Over the past few months, I've been trying to learn more about electronics. My job involves a lot of devices and embedded software, which piqued my interest. As with everything else I do, I want to understand how it all works.
I had a couple of digital electronics courses in college, so I know how to design circuits with NAND gates, inverters, flip-flops, and so on. But I've never known much about capacitors, coils, transistors, amplifiers, oscillators, or other "analog" stuff, other than the formulas needed to pass physics tests.
So I bought a couple of books on electronics, and bought one of those Radio Shack "Electronics Learning Lab" thingees. I read the electronics books, but they didn't do much for me. The first few chapters were just refreshers of things I remembered from physics classes (V=IR and all that stuff), and the later chapters were a little incomprehensible (too many formulas, not much explanation of what the circuits actually do).
The Learning Lab has sat on the shelf. Going through its experiments would have helped, but I never had time when I had interest, and never had interest when I had time.
A couple of weeks ago I got into PIC microcontroller programming. My current project involves some PIC firmware development, and while I won't be directly involved in that, I wanted to learn enough about the process that I could make some intelligent decisions about it. (I'm supposedly directing this effort.)
I bought the "PICkit 1 Flash Starter Kit" from Microchip. It includes a programmer/testing board, a couple of PIC microcontrollers (a PIC12f675 and a PIC16F684), and some tutorials and documentation. I also bought Programming and Customizing PICmicro Microcontollers by Myke Predko. Using these and a few little tidbits from the web, I've written the traditional "flashing LED" program, and also a 7-segment LED controller program.
So far, I've written PIC code in assembly language. The PIC's instruction set is very small, with only 35 instructions, so I picked it up pretty quick. There are some differences between programming for PICs and for other microprocessors, mostly related to lack of RAM, register bank switching, and the separate code/data spaces, but it's not too hard once you learn the techniques. It's nice to get back into this kind of low-level programming.
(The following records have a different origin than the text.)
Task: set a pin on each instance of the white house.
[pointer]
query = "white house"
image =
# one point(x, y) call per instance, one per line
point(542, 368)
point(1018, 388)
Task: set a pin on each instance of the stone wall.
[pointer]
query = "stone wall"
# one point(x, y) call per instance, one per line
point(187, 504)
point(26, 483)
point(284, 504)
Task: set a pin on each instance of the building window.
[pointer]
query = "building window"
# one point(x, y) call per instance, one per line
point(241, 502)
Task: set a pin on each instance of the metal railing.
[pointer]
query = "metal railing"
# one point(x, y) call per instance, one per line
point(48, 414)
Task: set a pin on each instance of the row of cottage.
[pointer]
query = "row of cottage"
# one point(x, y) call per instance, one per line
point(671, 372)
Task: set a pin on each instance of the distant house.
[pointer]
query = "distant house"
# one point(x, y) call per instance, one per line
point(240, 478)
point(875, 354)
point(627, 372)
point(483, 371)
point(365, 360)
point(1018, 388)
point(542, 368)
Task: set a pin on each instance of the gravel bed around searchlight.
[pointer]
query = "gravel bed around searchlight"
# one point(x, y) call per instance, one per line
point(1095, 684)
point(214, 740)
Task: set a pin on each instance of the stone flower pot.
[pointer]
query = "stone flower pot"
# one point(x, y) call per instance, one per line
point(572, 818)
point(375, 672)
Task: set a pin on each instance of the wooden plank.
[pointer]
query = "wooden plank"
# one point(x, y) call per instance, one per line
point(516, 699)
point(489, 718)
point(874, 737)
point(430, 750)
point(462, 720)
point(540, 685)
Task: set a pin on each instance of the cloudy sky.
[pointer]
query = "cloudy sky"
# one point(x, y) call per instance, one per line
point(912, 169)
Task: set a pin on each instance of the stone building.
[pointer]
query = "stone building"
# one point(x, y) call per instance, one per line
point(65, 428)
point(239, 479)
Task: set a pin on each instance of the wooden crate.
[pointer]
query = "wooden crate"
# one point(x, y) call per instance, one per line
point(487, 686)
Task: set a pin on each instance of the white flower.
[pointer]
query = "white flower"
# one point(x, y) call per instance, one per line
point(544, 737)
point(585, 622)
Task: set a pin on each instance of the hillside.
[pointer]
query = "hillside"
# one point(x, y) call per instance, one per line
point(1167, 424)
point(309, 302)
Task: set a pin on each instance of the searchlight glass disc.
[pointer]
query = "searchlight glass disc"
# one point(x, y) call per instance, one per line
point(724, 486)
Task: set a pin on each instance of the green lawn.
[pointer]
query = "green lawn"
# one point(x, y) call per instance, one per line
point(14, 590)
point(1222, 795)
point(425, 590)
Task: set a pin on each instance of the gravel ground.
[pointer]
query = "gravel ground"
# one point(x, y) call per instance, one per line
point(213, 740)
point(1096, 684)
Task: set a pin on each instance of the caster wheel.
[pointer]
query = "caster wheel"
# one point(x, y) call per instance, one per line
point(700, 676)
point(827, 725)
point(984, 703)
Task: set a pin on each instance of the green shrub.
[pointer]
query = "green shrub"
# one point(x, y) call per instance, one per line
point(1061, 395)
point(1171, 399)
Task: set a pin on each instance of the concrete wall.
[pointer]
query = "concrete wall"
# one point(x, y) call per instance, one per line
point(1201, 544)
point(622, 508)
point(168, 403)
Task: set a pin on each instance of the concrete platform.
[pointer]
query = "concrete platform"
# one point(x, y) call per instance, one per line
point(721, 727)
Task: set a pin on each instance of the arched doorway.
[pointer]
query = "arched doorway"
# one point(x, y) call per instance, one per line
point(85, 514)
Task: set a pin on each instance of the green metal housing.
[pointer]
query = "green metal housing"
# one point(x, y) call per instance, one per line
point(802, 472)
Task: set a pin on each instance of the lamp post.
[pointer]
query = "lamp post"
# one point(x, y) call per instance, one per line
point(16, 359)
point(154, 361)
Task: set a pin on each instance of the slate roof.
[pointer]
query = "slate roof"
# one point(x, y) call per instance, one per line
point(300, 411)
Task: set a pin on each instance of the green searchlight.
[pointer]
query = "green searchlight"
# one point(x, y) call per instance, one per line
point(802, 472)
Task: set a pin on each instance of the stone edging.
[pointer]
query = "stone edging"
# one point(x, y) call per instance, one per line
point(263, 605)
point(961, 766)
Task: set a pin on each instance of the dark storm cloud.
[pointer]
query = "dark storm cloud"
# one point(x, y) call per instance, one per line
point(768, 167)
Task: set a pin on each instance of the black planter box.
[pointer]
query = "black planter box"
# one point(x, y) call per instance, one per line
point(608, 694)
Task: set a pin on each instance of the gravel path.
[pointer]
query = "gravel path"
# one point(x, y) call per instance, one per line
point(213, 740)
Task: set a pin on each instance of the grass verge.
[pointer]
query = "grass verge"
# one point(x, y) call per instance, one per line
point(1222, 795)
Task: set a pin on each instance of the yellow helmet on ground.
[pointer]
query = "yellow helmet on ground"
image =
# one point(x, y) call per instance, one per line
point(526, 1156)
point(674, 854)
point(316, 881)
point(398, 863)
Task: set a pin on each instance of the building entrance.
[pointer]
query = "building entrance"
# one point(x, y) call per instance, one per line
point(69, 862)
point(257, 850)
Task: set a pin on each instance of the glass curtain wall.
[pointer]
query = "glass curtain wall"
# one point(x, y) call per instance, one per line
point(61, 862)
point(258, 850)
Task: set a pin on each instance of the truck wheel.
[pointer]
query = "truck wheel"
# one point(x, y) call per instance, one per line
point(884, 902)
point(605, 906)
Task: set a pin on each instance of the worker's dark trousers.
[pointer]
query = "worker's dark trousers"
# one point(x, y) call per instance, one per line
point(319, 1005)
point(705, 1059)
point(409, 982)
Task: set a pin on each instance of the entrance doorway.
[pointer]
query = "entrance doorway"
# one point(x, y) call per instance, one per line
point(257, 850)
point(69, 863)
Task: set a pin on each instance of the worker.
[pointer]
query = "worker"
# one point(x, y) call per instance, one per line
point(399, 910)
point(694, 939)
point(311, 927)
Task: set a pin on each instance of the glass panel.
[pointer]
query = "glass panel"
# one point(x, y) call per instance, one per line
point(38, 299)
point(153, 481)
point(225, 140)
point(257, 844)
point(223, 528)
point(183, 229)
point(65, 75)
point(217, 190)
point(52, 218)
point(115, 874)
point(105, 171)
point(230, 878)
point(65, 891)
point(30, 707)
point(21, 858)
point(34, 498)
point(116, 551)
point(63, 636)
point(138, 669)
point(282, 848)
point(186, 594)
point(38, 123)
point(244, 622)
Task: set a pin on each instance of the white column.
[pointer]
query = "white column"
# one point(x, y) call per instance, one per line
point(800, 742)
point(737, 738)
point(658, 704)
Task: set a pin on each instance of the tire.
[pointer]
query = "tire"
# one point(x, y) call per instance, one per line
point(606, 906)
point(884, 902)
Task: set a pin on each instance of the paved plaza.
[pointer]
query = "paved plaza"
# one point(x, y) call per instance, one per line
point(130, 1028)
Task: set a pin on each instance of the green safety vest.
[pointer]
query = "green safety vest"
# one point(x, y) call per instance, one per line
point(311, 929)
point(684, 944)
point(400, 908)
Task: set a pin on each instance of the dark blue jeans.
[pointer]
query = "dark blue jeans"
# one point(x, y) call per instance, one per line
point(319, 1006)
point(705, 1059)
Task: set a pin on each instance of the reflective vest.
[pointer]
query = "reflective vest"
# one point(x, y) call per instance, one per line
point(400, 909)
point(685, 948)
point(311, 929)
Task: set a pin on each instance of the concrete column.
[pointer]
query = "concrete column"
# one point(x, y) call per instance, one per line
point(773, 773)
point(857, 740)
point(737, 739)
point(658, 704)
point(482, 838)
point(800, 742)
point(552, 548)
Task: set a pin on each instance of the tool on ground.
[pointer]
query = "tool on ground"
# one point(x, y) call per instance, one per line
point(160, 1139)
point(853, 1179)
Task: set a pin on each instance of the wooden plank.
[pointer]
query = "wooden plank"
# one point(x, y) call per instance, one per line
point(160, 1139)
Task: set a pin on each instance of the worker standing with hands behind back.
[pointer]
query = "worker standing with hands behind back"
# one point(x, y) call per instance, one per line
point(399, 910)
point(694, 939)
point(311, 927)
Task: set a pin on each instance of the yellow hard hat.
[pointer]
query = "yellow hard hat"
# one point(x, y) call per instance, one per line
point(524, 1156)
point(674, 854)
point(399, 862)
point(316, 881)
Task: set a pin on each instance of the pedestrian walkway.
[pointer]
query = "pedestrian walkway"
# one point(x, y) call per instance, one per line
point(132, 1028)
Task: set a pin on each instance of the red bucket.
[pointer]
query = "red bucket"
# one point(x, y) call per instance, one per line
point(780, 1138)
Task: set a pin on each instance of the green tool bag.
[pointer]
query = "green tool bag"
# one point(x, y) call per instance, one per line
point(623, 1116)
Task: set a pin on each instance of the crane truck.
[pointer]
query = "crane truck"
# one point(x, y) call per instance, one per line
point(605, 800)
When my programs get too complex for assembly, I'll probably give PicForth a try. There are C compilers and other languages for the PIC, but I'd prefer to stay as low-level as I can. I notice that PicForth doesn't support the controllers that I have, so I may have to play around with its code generator a bit.
Wiring the PIC into circuits on the Learning Lab breadboard is helping me get back into the electronics study. It's easier for me to write code than to figure out how to wire together a bunch of resistors, capacitors, and transistors, but once I've got the circuit working I can play with replacing some of the PIC functions with electronic components, and vice versa.
So now I have something to do while my helicopter batteries are recharging.